The following was written by Heather A. Harrington, Hooke Research Fellow at the Mathematical Institute at the University of Oxford.
The SAMSI LDHD workshop covered a range of topics with the overarching theme of using mathematical and statistical techniques to analyze high dimensional systems/data. Many of the talks focused on exploiting features of such systems (e.g., sparity, structure etc.) to compute high dimensional covariances, perform convex optimization, classify images, and solve inverse and inference problems using Bayesian statistics and graphical models. I came to the conference very open and interested in many aspects of capturing the low dimensional features of high dimensional data and I learned the many advances in approaches as well as the current challenges in the field.

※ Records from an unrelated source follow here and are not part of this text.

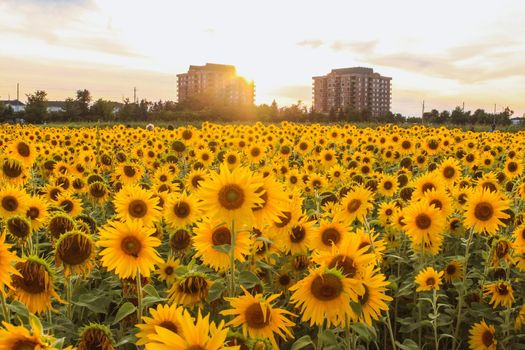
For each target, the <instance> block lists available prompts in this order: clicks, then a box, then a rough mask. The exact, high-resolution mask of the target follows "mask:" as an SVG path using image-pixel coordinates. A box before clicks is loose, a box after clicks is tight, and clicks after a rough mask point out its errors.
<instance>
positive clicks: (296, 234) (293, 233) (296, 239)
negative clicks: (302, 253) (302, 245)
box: [290, 226, 306, 243]
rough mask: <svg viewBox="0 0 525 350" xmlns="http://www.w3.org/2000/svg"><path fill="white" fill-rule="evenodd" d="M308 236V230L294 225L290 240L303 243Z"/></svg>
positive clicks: (302, 227) (293, 241) (299, 226)
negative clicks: (305, 230)
mask: <svg viewBox="0 0 525 350" xmlns="http://www.w3.org/2000/svg"><path fill="white" fill-rule="evenodd" d="M305 237H306V231H305V229H304V227H302V226H294V227H293V228H292V234H291V235H290V241H292V243H301V242H302V241H303V240H304V238H305Z"/></svg>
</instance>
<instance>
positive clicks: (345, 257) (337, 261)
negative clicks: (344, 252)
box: [328, 255, 357, 277]
mask: <svg viewBox="0 0 525 350" xmlns="http://www.w3.org/2000/svg"><path fill="white" fill-rule="evenodd" d="M328 267H329V268H333V267H336V268H337V269H338V270H341V271H342V272H343V274H344V275H345V276H346V277H354V276H355V275H356V273H357V269H356V266H355V263H354V260H353V259H352V258H350V257H348V256H346V255H337V256H335V257H334V258H333V259H332V261H330V264H328Z"/></svg>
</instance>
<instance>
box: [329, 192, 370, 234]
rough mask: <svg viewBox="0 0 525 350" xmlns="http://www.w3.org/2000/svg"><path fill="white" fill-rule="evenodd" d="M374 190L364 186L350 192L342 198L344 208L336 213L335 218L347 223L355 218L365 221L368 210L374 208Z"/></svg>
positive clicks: (343, 222) (336, 220) (338, 220)
mask: <svg viewBox="0 0 525 350" xmlns="http://www.w3.org/2000/svg"><path fill="white" fill-rule="evenodd" d="M372 200H373V197H372V192H371V191H370V190H368V189H366V188H364V187H362V186H359V187H356V188H355V189H353V190H352V191H350V192H348V193H347V194H346V196H345V197H344V198H343V199H342V200H341V206H342V210H340V211H338V212H336V213H335V214H334V220H335V221H340V222H343V223H345V224H347V225H350V224H352V223H353V222H354V221H355V220H357V221H359V222H363V221H364V219H365V217H366V215H367V214H368V212H369V211H370V210H371V209H373V207H374V205H373V203H372Z"/></svg>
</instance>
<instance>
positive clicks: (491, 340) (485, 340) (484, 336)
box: [481, 330, 494, 348]
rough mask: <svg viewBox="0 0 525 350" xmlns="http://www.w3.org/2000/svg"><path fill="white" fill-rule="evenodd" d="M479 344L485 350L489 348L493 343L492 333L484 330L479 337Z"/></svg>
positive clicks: (493, 336)
mask: <svg viewBox="0 0 525 350" xmlns="http://www.w3.org/2000/svg"><path fill="white" fill-rule="evenodd" d="M481 342H482V343H483V345H485V346H486V347H487V348H488V347H489V346H491V345H492V344H493V343H494V335H493V334H492V332H491V331H489V330H485V331H484V332H483V334H482V335H481Z"/></svg>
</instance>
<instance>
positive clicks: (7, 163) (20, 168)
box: [2, 160, 22, 178]
mask: <svg viewBox="0 0 525 350" xmlns="http://www.w3.org/2000/svg"><path fill="white" fill-rule="evenodd" d="M2 171H3V173H4V174H5V175H7V176H8V177H10V178H16V177H19V176H20V175H21V174H22V166H21V165H20V164H19V163H17V162H9V161H7V160H6V161H4V164H3V165H2Z"/></svg>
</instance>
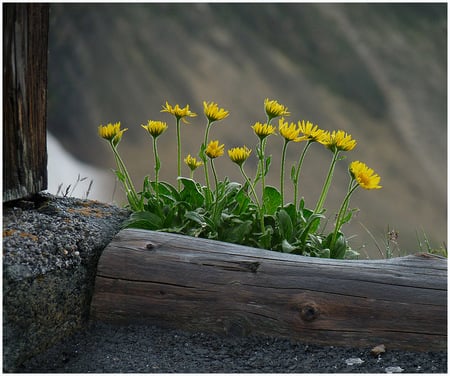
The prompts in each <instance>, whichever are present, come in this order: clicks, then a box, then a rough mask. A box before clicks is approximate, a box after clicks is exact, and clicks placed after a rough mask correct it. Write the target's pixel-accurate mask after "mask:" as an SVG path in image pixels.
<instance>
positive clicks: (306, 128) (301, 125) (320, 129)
mask: <svg viewBox="0 0 450 376" xmlns="http://www.w3.org/2000/svg"><path fill="white" fill-rule="evenodd" d="M298 127H299V129H300V132H301V133H303V137H302V139H304V140H308V141H315V142H320V141H321V140H323V139H324V138H325V137H326V136H327V133H328V132H327V131H324V130H323V129H320V128H319V126H317V125H313V123H311V122H310V121H306V122H305V121H304V120H302V121H299V122H298Z"/></svg>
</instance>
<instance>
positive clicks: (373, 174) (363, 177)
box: [349, 161, 381, 189]
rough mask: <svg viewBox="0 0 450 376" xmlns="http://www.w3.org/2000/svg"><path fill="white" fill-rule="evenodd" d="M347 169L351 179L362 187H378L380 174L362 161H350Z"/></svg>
mask: <svg viewBox="0 0 450 376" xmlns="http://www.w3.org/2000/svg"><path fill="white" fill-rule="evenodd" d="M349 171H350V174H351V176H352V177H353V179H355V180H356V181H357V182H358V184H359V185H360V186H361V187H362V188H364V189H380V188H381V185H379V183H380V179H381V178H380V176H379V175H378V174H376V173H375V172H374V171H373V170H372V169H371V168H369V167H367V166H366V165H365V164H364V163H363V162H359V161H354V162H352V163H350V166H349Z"/></svg>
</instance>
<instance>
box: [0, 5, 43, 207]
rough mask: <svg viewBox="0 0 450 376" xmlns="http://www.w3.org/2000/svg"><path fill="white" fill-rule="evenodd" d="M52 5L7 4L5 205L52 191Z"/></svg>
mask: <svg viewBox="0 0 450 376" xmlns="http://www.w3.org/2000/svg"><path fill="white" fill-rule="evenodd" d="M48 25H49V5H48V4H25V3H11V4H3V28H4V30H3V201H4V202H5V201H10V200H15V199H19V198H23V197H26V196H29V195H32V194H34V193H37V192H39V191H42V190H44V189H46V188H47V149H46V122H47V53H48Z"/></svg>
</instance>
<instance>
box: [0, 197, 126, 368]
mask: <svg viewBox="0 0 450 376" xmlns="http://www.w3.org/2000/svg"><path fill="white" fill-rule="evenodd" d="M30 202H31V203H32V204H30ZM128 215H129V212H128V211H127V210H125V209H121V208H119V207H117V206H113V205H107V204H103V203H100V202H96V201H88V200H79V199H74V198H67V197H66V198H58V197H55V196H51V195H47V194H40V195H37V196H35V197H33V198H31V199H29V200H26V201H25V200H21V201H14V202H12V203H8V204H6V205H5V206H4V208H3V370H4V371H6V372H13V371H14V370H16V369H17V367H18V366H20V365H21V364H22V363H23V362H24V361H25V360H27V359H29V358H30V357H32V356H34V355H36V354H38V353H41V352H42V351H45V350H46V349H47V348H49V347H50V346H52V345H53V344H55V343H56V342H58V341H60V340H61V339H63V338H65V337H67V336H69V335H71V334H73V333H74V332H75V331H76V330H78V329H80V328H81V327H82V326H83V325H84V324H85V323H86V322H87V320H88V315H89V305H90V300H91V298H92V293H93V286H94V280H95V273H96V267H97V262H98V259H99V257H100V254H101V252H102V250H103V249H104V248H105V247H106V246H107V245H108V243H109V242H110V241H111V239H112V237H113V236H114V235H115V234H116V233H117V232H118V231H119V230H120V228H121V225H122V223H123V221H124V220H125V219H126V218H127V217H128Z"/></svg>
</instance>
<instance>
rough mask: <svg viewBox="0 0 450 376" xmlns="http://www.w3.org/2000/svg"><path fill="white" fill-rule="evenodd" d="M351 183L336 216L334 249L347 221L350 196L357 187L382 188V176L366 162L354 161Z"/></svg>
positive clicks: (352, 166)
mask: <svg viewBox="0 0 450 376" xmlns="http://www.w3.org/2000/svg"><path fill="white" fill-rule="evenodd" d="M348 171H349V174H350V183H349V185H348V190H347V194H346V195H345V198H344V200H343V201H342V205H341V207H340V208H339V212H338V215H337V217H336V224H335V226H334V231H333V236H332V238H331V243H330V248H331V249H332V248H333V247H334V245H335V243H336V240H337V237H338V233H339V231H340V229H341V227H342V225H343V224H344V223H345V222H347V220H346V218H345V215H346V213H347V211H348V205H349V202H350V197H351V195H352V194H353V192H354V191H355V190H356V188H358V187H361V188H364V189H368V190H372V189H380V188H382V187H381V185H379V183H380V179H381V178H380V176H379V175H378V174H376V173H375V172H374V170H372V169H371V168H369V167H367V166H366V164H364V163H363V162H359V161H354V162H352V163H350V166H349V169H348Z"/></svg>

I particularly found the talks on computational geometry and topology fascinating. Recently I have became interested in persistent homology for analyzing networks, but I hadn’t considered some of the open problems on the statistical side. I found the most interesting talks during the LDHD conference were by Sayan Mukherjee on sufficient statistics for shapes and graph Laplacians, Ingrid Daubechies on conformal mapping to define a metric between surfaces, as well as David Dunson’s introduction on Bayesian inference, manifold learning, and geometric type models for exploiting the low dimensional structure in high dimensional data.
Overall, the workshop provided a broad overview of the field, but more specifically, I learned about current research in combining probabilistic and statistical models for geometric/topological structures, and I’ve now joined two working groups aiming to understand how to put a likelihood function on surfaces and/or the meaning of noise in computational topology diagrams (summaries).